Люций посмотрел на Владилена так, словно только что вспомнил об его присутствии.
— Извините! — сказал он. — Я уклонился в сторону… Вы спрашивали о наших планах. Я сегодня немного рассеян, мне не дает покоя одна мысль. И самое интересное — я сам прекрасно сознаю, что мысль моя абсурдна. Волгин умер не три часа, а почти две тысячи лет тому назад… Да, так вернемся к нашей теме. Прежде всего, что такое жизнь? На этот вопрос проще всего ответить, процитировав слова великого мыслителя древности: «Жизнь — это способ существования белковых тел, существенным моментом которого является постоянный обмен веществ с окружающей их внешней природой, причем с прекращением этого обмена веществ прекращается и жизнь»[2]. Тут все сказано. Это относится к простейшим живым клеткам, являющимся основой всех сложных организмов природы, в том числе и человека. Отличие живого организма от мертвого более сложно. Эта сложность происходит оттого, что многоклеточный организм, например человек, имеет очень много различных проявлений жизни. Когда организм как целое умирает, отдельные его органы могут продолжать жить, то есть обмен веществ в них не прекратится. Вам ясно?

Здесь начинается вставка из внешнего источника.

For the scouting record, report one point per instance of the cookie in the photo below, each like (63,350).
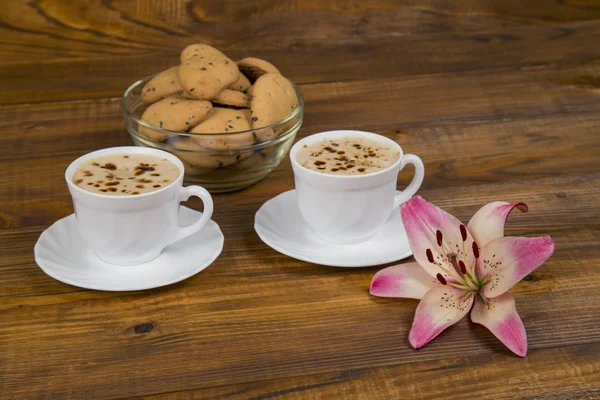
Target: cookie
(273,98)
(197,51)
(253,68)
(242,84)
(221,120)
(199,160)
(174,113)
(232,98)
(205,78)
(162,85)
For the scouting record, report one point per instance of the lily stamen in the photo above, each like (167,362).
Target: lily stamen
(441,278)
(430,258)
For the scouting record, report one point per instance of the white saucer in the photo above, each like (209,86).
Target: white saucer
(62,254)
(279,224)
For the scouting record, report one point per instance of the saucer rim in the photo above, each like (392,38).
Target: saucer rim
(68,281)
(258,229)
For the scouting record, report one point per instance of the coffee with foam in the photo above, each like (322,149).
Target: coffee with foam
(125,174)
(347,155)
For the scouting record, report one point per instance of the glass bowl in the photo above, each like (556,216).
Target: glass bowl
(217,170)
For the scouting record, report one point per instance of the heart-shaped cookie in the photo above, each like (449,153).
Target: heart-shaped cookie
(203,78)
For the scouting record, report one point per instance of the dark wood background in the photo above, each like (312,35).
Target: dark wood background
(501,99)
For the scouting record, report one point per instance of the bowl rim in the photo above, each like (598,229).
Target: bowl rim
(298,111)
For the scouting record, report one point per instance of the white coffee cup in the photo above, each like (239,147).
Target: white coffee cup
(130,230)
(348,209)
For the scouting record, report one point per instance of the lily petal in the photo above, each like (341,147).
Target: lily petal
(505,261)
(501,318)
(488,223)
(426,226)
(440,308)
(405,280)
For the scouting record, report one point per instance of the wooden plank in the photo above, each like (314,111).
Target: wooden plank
(221,332)
(526,46)
(459,138)
(565,372)
(246,257)
(377,105)
(69,30)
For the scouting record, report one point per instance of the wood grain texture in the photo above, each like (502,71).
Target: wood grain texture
(501,99)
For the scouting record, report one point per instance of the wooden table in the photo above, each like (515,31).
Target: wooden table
(501,99)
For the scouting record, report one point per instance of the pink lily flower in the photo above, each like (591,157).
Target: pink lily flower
(463,268)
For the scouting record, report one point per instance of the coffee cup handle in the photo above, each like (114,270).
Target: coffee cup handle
(184,194)
(416,182)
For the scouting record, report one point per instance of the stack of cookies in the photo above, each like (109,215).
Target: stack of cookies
(211,98)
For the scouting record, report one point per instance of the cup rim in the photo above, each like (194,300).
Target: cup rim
(122,149)
(336,133)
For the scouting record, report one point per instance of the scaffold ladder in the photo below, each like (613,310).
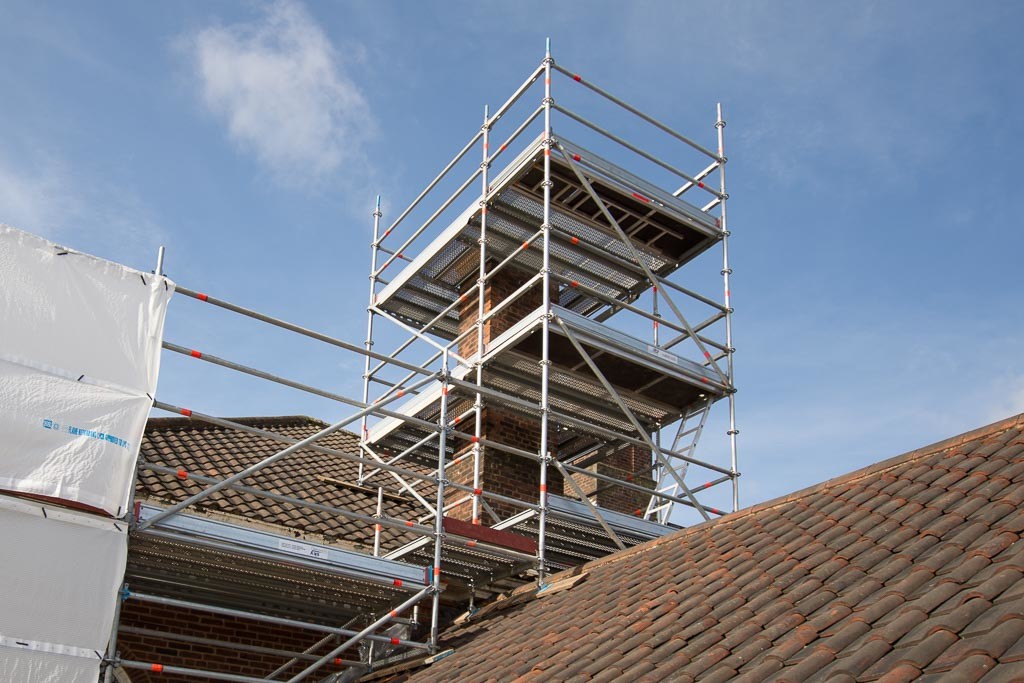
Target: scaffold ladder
(689,431)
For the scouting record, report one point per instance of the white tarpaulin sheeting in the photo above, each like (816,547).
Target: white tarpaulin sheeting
(80,342)
(58,584)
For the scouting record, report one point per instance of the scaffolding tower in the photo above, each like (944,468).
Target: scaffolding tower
(513,306)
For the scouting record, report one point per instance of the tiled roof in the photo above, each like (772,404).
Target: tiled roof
(203,449)
(909,569)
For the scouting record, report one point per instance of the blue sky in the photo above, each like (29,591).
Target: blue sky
(873,156)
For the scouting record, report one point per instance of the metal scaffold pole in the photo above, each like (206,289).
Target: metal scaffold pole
(374,248)
(546,324)
(481,286)
(439,515)
(729,350)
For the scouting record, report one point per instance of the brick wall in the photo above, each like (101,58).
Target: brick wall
(630,464)
(219,658)
(512,475)
(500,472)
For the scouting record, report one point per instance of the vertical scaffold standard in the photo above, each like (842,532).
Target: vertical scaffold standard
(544,325)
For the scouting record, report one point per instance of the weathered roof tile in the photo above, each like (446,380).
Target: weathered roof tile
(907,570)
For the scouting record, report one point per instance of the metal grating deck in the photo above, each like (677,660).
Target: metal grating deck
(657,386)
(666,230)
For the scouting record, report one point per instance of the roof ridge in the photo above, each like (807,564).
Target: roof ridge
(248,421)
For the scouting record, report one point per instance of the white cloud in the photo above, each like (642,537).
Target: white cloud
(280,87)
(42,194)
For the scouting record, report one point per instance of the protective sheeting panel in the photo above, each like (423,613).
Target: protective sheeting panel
(58,585)
(80,341)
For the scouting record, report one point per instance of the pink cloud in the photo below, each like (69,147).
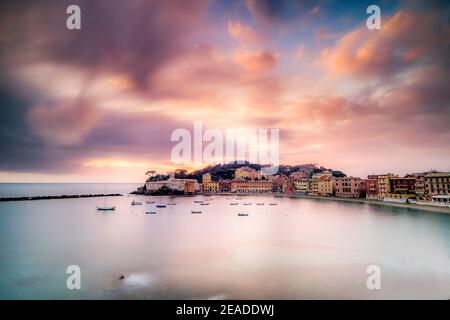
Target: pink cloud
(242,33)
(256,61)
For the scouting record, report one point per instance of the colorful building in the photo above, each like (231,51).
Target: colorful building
(437,183)
(249,186)
(302,186)
(247,173)
(350,187)
(326,186)
(208,185)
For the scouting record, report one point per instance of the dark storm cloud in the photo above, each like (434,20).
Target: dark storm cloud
(134,38)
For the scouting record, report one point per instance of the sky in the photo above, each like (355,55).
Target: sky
(99,104)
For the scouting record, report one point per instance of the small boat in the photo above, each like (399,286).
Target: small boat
(106,208)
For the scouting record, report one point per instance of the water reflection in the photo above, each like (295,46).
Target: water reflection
(298,249)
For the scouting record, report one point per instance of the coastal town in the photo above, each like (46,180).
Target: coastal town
(427,188)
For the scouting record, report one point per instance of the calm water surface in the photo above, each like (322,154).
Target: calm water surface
(299,249)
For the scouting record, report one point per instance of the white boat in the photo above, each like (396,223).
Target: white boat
(106,208)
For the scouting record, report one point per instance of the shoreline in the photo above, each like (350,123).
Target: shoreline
(429,208)
(75,196)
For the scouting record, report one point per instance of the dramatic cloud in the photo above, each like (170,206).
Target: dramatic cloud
(405,41)
(65,124)
(242,33)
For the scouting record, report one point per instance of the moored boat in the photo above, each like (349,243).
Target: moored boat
(106,208)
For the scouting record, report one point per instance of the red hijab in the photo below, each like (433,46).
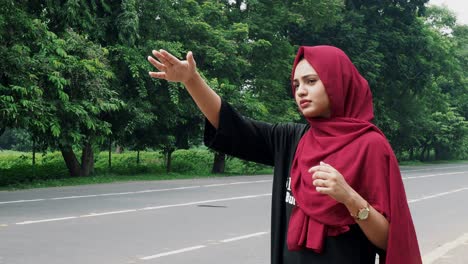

— Да, конечно, благодарю вас.
— Вот тут-то, — продолжал Люций, — мы и подошли к задачам, которые поставили перед собой, работая над телом Волгина. За девятнадцать веков пребывания в земле клетки умерли, если можно так выразиться, до последнего предела. Но все органы тела находятся на своих местах. Сначала мы поставили перед собой такой вопрос: могут ли эти, как будто окончательно умершие, клетки снова ожить, начать снова обмен веществ с окружающей их внешней средой? Теперь мы можем уверенно ответить: «Да, могут!» Вы сами видели, что кожа ожила. Стоило только дать возможность клеткам вернуться к жизни, и они вернулись к ней. Это сам по себе замечательный результат опыта. Но оживление кожного покрова — еще не все. Мы поставили перед собой задачу доказать то же самое по отношению ко всем тканям тела, где бы они ни находились. Ио, утверждает, что мы уже достигли этого. Буду рад, если это так. Но сам пока еще не уверен. Есть область, где никаких изменений не произошло наверняка. Это мозг. Мы решили вынуть его из черепной коробки и произвести опыт отдельно. Было бы хорошо сделать то же самое со всеми внутренними органами, но этого нам не разрешают. Неуважение к умершему! Мы не имеем его согласия! — сказал он голосом, в котором ясно звучала глубокая досада.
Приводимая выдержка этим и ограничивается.